Sunday, July 28, 2019

Five Days at Memorial

Five Days at Memorial

By Sheri Fink


This was an incredibly gripping book on the doctors, nurses, and patients at Memorial Hospital in New Orleans during Hurricane Katrina and the subsequent investigation into the numerous deaths there and accusations that patients were being euthanized (just as rescue helicopters were evacuating people again).  It's less concerned about pointing fingers or assigning blame than it is in warning how American social mores and patient care practices can break down in less than five days and how it might be prevented (or likely to occur) in the future.

Do I think that Dr. Anna Pou and her two assistants murdered at least nine and potentially eighteen patients? Yes.  Am I going to second guess her actions? Probably not.  However, although I was sympathetic to the conditions in Memorial (and in fact, all over the city, as this was not the only facility facing "suspicious" concentrations of morphine and midazolam in the bodies left behind), and I understand that the potential murder charges hang over her head, what I most aggrieved by was the complete lack of remorse, guilt, or doubt expressed by them and by their supporters after the fact.  Yes, you did what you thought was right at the time, and I don't doubt that you were despairing, after five days in post-Katrina conditions, fear, rumors, and foul smells, but when you left that hospital and realized that help had been available, that not everyone descended into chaos and death, I think that should have given you pause.  You made a mistake.  And it was life or death, and you chose poorly.  Face it.
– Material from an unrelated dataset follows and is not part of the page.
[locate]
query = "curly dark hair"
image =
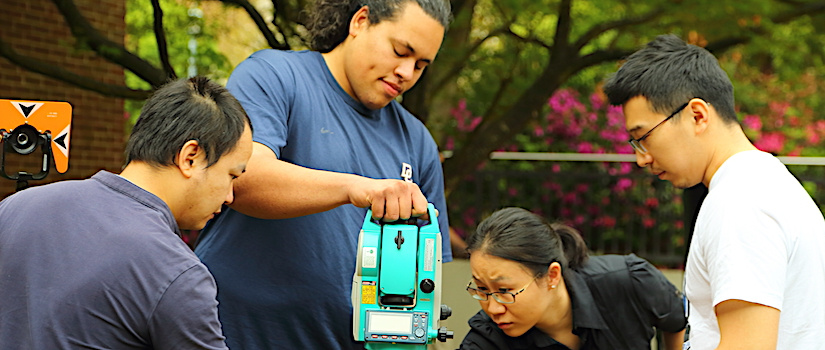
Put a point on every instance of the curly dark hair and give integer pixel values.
(328, 20)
It was only as we near the end of the book and you realize that not only did she have tunnel vision at the time, she's become entrenched into her position that I lost my sympathy for her.  Maybe it's a defensive mechanism to avoid having to examine her own actions more closely, but Fink's argument that this attitude of refusing other perspectives in end-of-life decisions can cause more harm than it purports to solve is a fairly persuasive one. There's a good argument that doctors, unfortunately, are human like the rest of us - (over)confident in their own skills, brought low by disaster, unending work and stress, and, while willing to make the "hard" decisions, unwilling to open that decision to criticism.  Of course, other actors in the justice process fucked up too, and maybe it could have been an opportunity for a discussion, but instead the whole indictment just screwed everybody over. This review is a bit longer than intended, and the book is no novella either, but it's worth a read.